Expert systems are built from knowledge traditionally elicited from the human expert. It is precisely knowledge elicitation from the expert that is the bottleneck in expert system construction. On the other hand, a data mining system, which automatically extracts knowledge, needs expert guidance on the successive decisions to be made in each of the system phases. In this context, expert knowledge and data mining discovered knowledge can cooperate, maximizing their individual capabilities: data mining discovered knowledge can be used as a complementary source of knowledge for the expert system, whereas expert knowledge can be used to guide the data mining process. This article summarizes different examples of systems where there is cooperation between expert knowledge and data mining discovered knowledge and reports our experience of such cooperation gathered from a medical diagnosis project called Intelligent Interpretation of Isokinetics Data, which we developed. From that experience, a series of lessons were learned throughout project development. Some of these lessons are generally applicable and others pertain exclusively to certain project types.
Expert knowledge and discovered knowledge are two powerful tools that can be combined. Used together they maximize the qualities that they have separately.

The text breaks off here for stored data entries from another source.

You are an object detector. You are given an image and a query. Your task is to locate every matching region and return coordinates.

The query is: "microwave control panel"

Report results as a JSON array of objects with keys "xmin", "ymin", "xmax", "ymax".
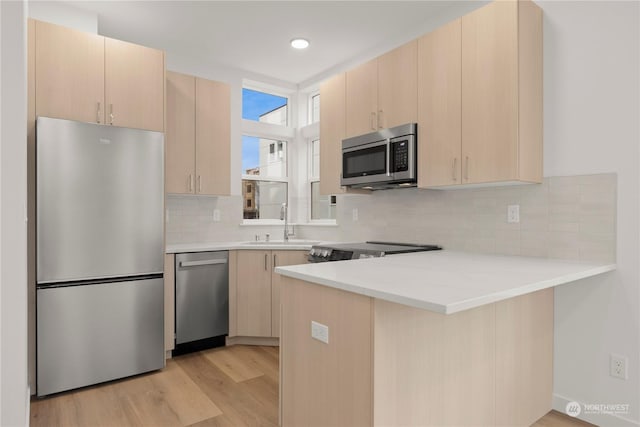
[{"xmin": 392, "ymin": 140, "xmax": 409, "ymax": 172}]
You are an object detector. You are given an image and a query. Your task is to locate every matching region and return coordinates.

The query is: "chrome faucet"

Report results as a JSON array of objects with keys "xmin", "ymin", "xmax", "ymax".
[{"xmin": 280, "ymin": 202, "xmax": 288, "ymax": 242}]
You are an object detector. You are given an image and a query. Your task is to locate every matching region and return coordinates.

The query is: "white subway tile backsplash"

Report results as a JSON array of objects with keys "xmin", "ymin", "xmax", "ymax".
[{"xmin": 165, "ymin": 173, "xmax": 616, "ymax": 263}]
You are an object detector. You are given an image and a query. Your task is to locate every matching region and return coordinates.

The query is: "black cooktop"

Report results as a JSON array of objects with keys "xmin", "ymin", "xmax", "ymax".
[{"xmin": 308, "ymin": 241, "xmax": 441, "ymax": 262}]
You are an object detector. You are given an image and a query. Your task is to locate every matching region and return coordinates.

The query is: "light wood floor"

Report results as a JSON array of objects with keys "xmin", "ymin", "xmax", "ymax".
[{"xmin": 31, "ymin": 345, "xmax": 595, "ymax": 427}]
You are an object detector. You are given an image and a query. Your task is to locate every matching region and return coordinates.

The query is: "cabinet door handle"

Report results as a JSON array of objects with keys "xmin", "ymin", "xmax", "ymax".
[
  {"xmin": 96, "ymin": 102, "xmax": 101, "ymax": 123},
  {"xmin": 198, "ymin": 175, "xmax": 202, "ymax": 193},
  {"xmin": 370, "ymin": 111, "xmax": 376, "ymax": 130},
  {"xmin": 273, "ymin": 254, "xmax": 277, "ymax": 269},
  {"xmin": 464, "ymin": 156, "xmax": 469, "ymax": 181},
  {"xmin": 264, "ymin": 254, "xmax": 268, "ymax": 271},
  {"xmin": 188, "ymin": 174, "xmax": 193, "ymax": 192},
  {"xmin": 109, "ymin": 104, "xmax": 114, "ymax": 125},
  {"xmin": 452, "ymin": 158, "xmax": 457, "ymax": 181},
  {"xmin": 378, "ymin": 110, "xmax": 383, "ymax": 129}
]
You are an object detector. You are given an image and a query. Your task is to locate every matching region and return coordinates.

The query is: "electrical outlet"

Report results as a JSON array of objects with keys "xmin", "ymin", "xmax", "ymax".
[
  {"xmin": 213, "ymin": 209, "xmax": 221, "ymax": 222},
  {"xmin": 507, "ymin": 205, "xmax": 520, "ymax": 223},
  {"xmin": 610, "ymin": 354, "xmax": 628, "ymax": 380},
  {"xmin": 311, "ymin": 321, "xmax": 329, "ymax": 344},
  {"xmin": 352, "ymin": 208, "xmax": 359, "ymax": 222}
]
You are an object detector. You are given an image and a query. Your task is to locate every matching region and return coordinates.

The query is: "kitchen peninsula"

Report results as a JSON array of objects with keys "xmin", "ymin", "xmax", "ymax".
[{"xmin": 275, "ymin": 252, "xmax": 615, "ymax": 426}]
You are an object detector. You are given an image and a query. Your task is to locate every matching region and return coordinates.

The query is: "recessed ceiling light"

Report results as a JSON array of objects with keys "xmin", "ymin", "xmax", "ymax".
[{"xmin": 290, "ymin": 38, "xmax": 309, "ymax": 49}]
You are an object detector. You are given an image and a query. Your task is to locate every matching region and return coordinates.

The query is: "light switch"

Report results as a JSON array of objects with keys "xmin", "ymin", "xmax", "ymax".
[{"xmin": 213, "ymin": 209, "xmax": 221, "ymax": 222}]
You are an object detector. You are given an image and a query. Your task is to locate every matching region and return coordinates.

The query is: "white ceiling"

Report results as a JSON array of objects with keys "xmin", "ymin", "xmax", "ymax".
[{"xmin": 66, "ymin": 1, "xmax": 481, "ymax": 86}]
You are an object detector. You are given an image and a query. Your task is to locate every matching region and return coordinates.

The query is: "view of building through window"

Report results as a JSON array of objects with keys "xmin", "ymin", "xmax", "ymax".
[
  {"xmin": 242, "ymin": 88, "xmax": 289, "ymax": 220},
  {"xmin": 242, "ymin": 180, "xmax": 287, "ymax": 220}
]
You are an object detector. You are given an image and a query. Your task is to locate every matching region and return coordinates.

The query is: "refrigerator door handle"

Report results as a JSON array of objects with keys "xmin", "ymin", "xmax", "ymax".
[{"xmin": 179, "ymin": 259, "xmax": 228, "ymax": 268}]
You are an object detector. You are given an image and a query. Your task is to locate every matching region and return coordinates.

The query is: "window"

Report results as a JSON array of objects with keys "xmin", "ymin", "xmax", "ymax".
[
  {"xmin": 242, "ymin": 86, "xmax": 291, "ymax": 221},
  {"xmin": 310, "ymin": 93, "xmax": 320, "ymax": 124},
  {"xmin": 242, "ymin": 180, "xmax": 287, "ymax": 220},
  {"xmin": 309, "ymin": 138, "xmax": 336, "ymax": 221},
  {"xmin": 311, "ymin": 182, "xmax": 336, "ymax": 220},
  {"xmin": 311, "ymin": 138, "xmax": 320, "ymax": 178},
  {"xmin": 242, "ymin": 88, "xmax": 288, "ymax": 126},
  {"xmin": 242, "ymin": 136, "xmax": 287, "ymax": 178}
]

An expert system operates on a knowledge base that contains the knowledge elicited from the expert (EK). This knowledge base is represented by some formalism (rules, frames, Bayesian networks, etc.) and is built by the knowledge engineer from elicited expert knowledge and, later, validated by the expert. Evidently, the system is subject to and limited by the amount of knowledge entered, that is, represented in its knowledge base. And, precisely, the bottleneck in expert system construction is knowledge elicitation, a phase conditioned by countless constraints ranging from the number of available experts, or how much expertise the experts have, to the complexity of the actual knowledge elicitation process.
Recently, automatic knowledge acquisition techniques have attracted a lot of interest as they are potentially a big help for remedying this bottleneck. The knowledge discovery in databases (KDD) process, especially data mining techniques, is used to automatically discover knowledge from data. The knowledge discovered by data mining (DMK) is implicit in the data and can take the shape of patterns or models that fit the data, trends in temporal data, associations among different data features, rules, etc.
The key point is that these two approaches, knowledge elicitation from experts and knowledge discovery from data, complement each other (da Silva et al., 2002, Daniels and van Dissel, 2002, de la Vega et al., 2010 and Weiss et al., 2003). Applied together, they can be used to build better systems: data mining techniques can be used to support the different tasks involved in expert system (ES) or knowledge-based system (KBS) development (Flior et al., 2010, Mejía-Lavalle and Rodríguez-Ortiz, 1998, Phuong et al., 2001 and Wang et al., 2004), and expert knowledge can be used to facilitate and improve the results of the different stages of the KDD process (Kusiak and Shah, 2006 and Zhang and Figueiredo, 2006).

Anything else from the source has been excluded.